Study on the strain response characteristics of coal and rock borehole walls under high-pressure gas fracturing

目前缺乏对空气致裂全过程进行精准监测和评价的手段,而应变监测能够实时记录裂纹萌生和扩展的过程。通过研究高压气体冲击全过程中孔壁的应变响应,可明确致裂过程裂纹与应变响应之间的关系,获得最优致裂角度。为了探寻高压气体致裂煤岩体过程中裂纹和与应变之间的关系,利用高压气体冲击致裂煤岩体真三轴实验系统,开展了5种冲击角度(0,30,45,60,90°)下的高压气体致裂实验,研究了气体致裂过程中煤岩体裂缝形态、气压曲线与孔壁应变响应特征。实验结果表明:(1)随着冲击角度增加,煤岩体裂缝形态呈现先复杂后单一的分布特征。(2)致裂过程中气压呈现上升、陡降、聚集、稳定释放4个阶段。(3)孔壁应变数据主要由拉应变组成,应变曲线出现2个明显峰值,第1个峰值在气压曲线达到峰值0.1 s后出现并伴随主裂纹产生,第2个峰值常伴随着主裂纹的衍生与扩展。(4)当冲击角度为45°时,试件内部容易萌生复杂裂纹网络,致裂效果最佳。

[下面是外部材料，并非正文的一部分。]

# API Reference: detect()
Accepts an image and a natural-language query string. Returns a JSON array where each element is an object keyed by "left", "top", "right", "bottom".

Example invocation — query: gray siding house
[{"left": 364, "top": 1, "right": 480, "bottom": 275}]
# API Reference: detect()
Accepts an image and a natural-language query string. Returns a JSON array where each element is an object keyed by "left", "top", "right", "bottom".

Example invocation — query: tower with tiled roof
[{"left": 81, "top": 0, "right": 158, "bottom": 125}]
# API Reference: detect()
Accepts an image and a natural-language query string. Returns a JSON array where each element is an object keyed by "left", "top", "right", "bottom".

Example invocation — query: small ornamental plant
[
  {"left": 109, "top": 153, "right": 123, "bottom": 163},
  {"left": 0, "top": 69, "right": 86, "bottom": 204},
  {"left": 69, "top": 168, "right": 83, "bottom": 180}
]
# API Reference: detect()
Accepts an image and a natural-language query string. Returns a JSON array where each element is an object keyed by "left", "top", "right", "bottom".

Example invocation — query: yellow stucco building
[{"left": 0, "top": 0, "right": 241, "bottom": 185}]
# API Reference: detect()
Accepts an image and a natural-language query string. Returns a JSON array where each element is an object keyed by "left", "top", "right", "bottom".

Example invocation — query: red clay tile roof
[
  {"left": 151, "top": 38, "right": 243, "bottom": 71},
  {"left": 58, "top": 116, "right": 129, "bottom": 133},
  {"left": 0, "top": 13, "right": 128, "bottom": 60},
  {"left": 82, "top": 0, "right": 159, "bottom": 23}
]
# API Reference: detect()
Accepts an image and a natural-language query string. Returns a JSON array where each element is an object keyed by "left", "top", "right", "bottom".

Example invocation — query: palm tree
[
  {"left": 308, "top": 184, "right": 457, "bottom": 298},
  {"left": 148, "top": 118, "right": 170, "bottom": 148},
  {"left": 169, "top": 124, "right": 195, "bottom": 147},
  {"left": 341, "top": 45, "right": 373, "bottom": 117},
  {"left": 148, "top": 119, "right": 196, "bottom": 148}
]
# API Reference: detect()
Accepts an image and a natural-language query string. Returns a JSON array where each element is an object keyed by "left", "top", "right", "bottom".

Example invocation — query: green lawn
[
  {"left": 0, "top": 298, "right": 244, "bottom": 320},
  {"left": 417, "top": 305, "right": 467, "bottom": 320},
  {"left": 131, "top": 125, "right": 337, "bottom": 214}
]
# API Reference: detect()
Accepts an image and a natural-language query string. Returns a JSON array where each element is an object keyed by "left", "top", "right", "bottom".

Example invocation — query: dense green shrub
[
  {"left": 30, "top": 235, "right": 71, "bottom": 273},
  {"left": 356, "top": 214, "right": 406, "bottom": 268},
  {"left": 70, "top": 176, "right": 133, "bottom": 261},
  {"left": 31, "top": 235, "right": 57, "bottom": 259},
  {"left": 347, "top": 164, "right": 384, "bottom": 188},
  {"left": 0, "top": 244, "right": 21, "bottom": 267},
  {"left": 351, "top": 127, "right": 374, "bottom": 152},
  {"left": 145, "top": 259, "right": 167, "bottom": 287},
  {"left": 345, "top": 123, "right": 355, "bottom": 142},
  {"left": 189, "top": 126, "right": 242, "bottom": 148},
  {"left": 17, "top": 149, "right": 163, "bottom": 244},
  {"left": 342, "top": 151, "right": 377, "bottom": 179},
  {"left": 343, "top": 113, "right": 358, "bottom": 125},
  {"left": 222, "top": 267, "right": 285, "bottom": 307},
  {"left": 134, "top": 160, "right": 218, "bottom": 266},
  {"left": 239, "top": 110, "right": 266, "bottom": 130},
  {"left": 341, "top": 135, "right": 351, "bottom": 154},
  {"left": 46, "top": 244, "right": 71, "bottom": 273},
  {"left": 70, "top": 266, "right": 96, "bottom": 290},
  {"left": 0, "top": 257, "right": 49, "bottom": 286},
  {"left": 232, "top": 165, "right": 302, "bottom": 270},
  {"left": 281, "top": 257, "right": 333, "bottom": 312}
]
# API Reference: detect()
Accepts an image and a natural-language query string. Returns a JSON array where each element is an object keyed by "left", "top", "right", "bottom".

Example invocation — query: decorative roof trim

There has been a lack of precise methods for monitoring and evaluating the entire process of gas fracturing.However,strain monitoring can effectively record the real-time initiation and propagation of cracks.By studying the strain response of borehole walls during high-pressure gas impact,the relationship between crack formation and strain response during the fracturing process can be clarified,enabling the identification of the optimal fracturing angle.A true triaxial experimental system for high-pressure gas fracturing of coal and rock was used,and experiments were conducted at five different impact angles(0,30,45,60,90°) to investigate crack morphology,pressure curves,and strain response characteristics of the borehole walls.The experimental results revealed that:(1) As the impact angle increased,the crack morphology of coal and rock exhibited a pattern that was initially complex but later became simpler.(2) The gas pressure during the fracturing process passed through four stages:an increase,a sharp drop,accumulation,and steady release.(3) The strain data for the borehole walls were predominantly tensile,and the strain curve displayed two distinct peaks:the first peak occurred 0.1 seconds after the pressure curve reached its peak,coinciding with the formation of the main crack;the second peak was generally associated with the propagation and expansion of the main crack.(4) When the impact angle was 45°,a more complex crack network tended to form within the specimen,resulting in the most effective fracturing.